On the south side of 14th Street across from the site of the opera house, a movie theatre opened in 1927 which took the name the Academy of Music. It was built as a 3,000-seat deluxe movie palace by movie mogul William Fox, and was designed by Thomas W. Lamb. It served as a venue for rock concerts in the 1960s and early 1970s, with its name being changed to "The Palladium" by promoter Ron Delsener in September 1976. In 1985, it was converted into the Palladium nightclub, designed by Arata Isozaki. The theater was bought and demolished by New York University, and replaced by the present Palladium Residence Hall, which opened in 2001.

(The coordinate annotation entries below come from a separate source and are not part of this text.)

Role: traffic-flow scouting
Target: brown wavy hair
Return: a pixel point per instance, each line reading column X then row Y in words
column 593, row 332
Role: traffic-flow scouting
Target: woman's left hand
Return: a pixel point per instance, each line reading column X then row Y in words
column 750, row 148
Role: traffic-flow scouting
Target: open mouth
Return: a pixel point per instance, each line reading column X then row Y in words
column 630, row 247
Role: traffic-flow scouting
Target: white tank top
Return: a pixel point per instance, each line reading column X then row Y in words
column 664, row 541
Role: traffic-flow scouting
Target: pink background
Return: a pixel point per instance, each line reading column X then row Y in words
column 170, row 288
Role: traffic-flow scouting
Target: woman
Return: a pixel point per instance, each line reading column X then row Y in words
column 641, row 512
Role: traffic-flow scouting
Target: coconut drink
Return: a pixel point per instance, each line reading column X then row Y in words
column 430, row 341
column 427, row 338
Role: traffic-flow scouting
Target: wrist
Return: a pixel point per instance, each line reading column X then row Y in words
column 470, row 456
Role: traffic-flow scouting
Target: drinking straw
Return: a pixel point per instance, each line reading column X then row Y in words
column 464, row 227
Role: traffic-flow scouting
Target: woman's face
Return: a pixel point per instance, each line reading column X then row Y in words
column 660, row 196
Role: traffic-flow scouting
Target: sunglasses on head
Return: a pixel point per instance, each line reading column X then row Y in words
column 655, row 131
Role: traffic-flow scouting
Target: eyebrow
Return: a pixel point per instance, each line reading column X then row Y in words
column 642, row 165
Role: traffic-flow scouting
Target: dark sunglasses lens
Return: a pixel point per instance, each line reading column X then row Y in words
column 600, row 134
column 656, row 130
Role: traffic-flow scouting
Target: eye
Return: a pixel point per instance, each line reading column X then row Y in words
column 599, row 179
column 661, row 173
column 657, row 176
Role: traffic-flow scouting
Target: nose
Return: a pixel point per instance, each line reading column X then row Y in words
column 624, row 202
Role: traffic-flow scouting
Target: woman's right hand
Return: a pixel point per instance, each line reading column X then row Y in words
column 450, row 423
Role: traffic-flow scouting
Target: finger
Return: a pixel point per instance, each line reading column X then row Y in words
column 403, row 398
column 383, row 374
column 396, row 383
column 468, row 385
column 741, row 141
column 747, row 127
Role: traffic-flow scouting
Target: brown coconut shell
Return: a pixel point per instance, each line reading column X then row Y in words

== In literature and popular culture==
The second paragraph of Edith Wharton's The Age of Innocence reads: "On a January evening of the early seventies, Christine Nilsson was singing in Faust at the Academy of Music in New York. Though there was already talk of the erection 'above the forties' of a new Opera House which would compete in costliness and splendour with those of the great European capitals, the world of fashion was still content to reassemble every winter in the shabby red and gold boxes of the sociable old Academy. Conservatives cherished it for being small and inconvenient, and thus keeping out the 'new people' whom New York was beginning to dread and yet be drawn to; and the sentimental clung to it for its historic associations, and the musical for its excellent acoustics, always so problematic a quality in halls built for the hearing of music." The Academy and so-called "opera war" of the early 1880s are a significant part of the plot in season two of the HBO series The Gilded Age.